Read Part I: Three Tips for Collecting Signed Documents to find out about how history and personal connections play a role in value.
There are two remaining factors in collecting signed documents, and they really apply to any type of paper collectible: rarity and condition.
Collectors must remember that paper is fragile and so often does not survive. The very term for paper collectibles, “ephemera”, literally means something that is fleeting and does not last. That’s why when a rare signed document comes to market in great condition, the sky is the limit for serious collectors and records are continually broken.
Keep these last two important tips in mind when considering signed documents at auction:
1. The Rarer the Better
As with all antiques of merit, rarity is highly desirable. In fact, the signature of a relatively unimportant historical figure can be extremely valuable if that signature is deemed very rare.
Take the case of Button Gwinnett, a little known signer of the Declaration of Independence. Gwinnett’s signature is one of the rarest in American manuscript collecting, due to the fact that he was killed in a duel less than ten months after the Declaration was signed. Because he died young, he didn’t have a lot of time to sign other documents, important or otherwise.
This brief brush with fame makes a Gwinnett signature extremely rare. Valued at upwards of $200,000, it is considered the Holy Grail among collectors of the Signers of the Declaration of Independence. Its worth far exceeds signatures by iconic founders Washington, Adams, Jefferson, and Franklin.
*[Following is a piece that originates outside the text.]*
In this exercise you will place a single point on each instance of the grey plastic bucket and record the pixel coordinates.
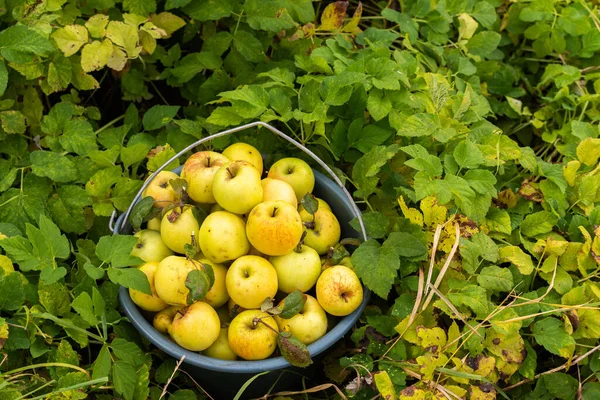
(222, 379)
Because of its value and obscurity, Gwinnett’s signature is also one of the most commonly faked. Make sure you’re buying from a reputable source that will stand behind a document’s authenticity.
2. Paramount to Paper is Condition
It can be very difficult, and in some cases impossible, to restore paper. That’s why condition is paramount to signed documents.
Anything that alters the chemistry of the paper or obscures the ability to read the document and identify the signature compromises worth. Sometimes the best intentions to stabilize or save a document have resulted in bad fixes that cause condition issues. Documents that have been “laid down” (glued to a board or other surface) or “silked” (covered with and affixed to a piece of sheer silk) lose a significant amount of value because acid in the glue or board can deteriorate the paper and compromise its future survival.
Additionally, if a signature is clipped from the original document, making it devoid of date or context, that also affects value. Other condition issues that threaten a document’s integrity include tears, stains, foxing (brown spots due to humidity changes) and folding of items since the paper can become brittle and unreadable where it has been folded.
Documents prefer to be away from sunlight, in clean, flat, and dry conditions. Avoid changes in humidity, which can cause the foxing mentioned above. Always check condition, and inquire about the manner in which a document has been stored when making a determination to buy.
These tips can help even the most novice collector buy historic documents with confidence and conviction. Explore who and what from history interests you—and, as always, buy what sparks your personal taste or interest.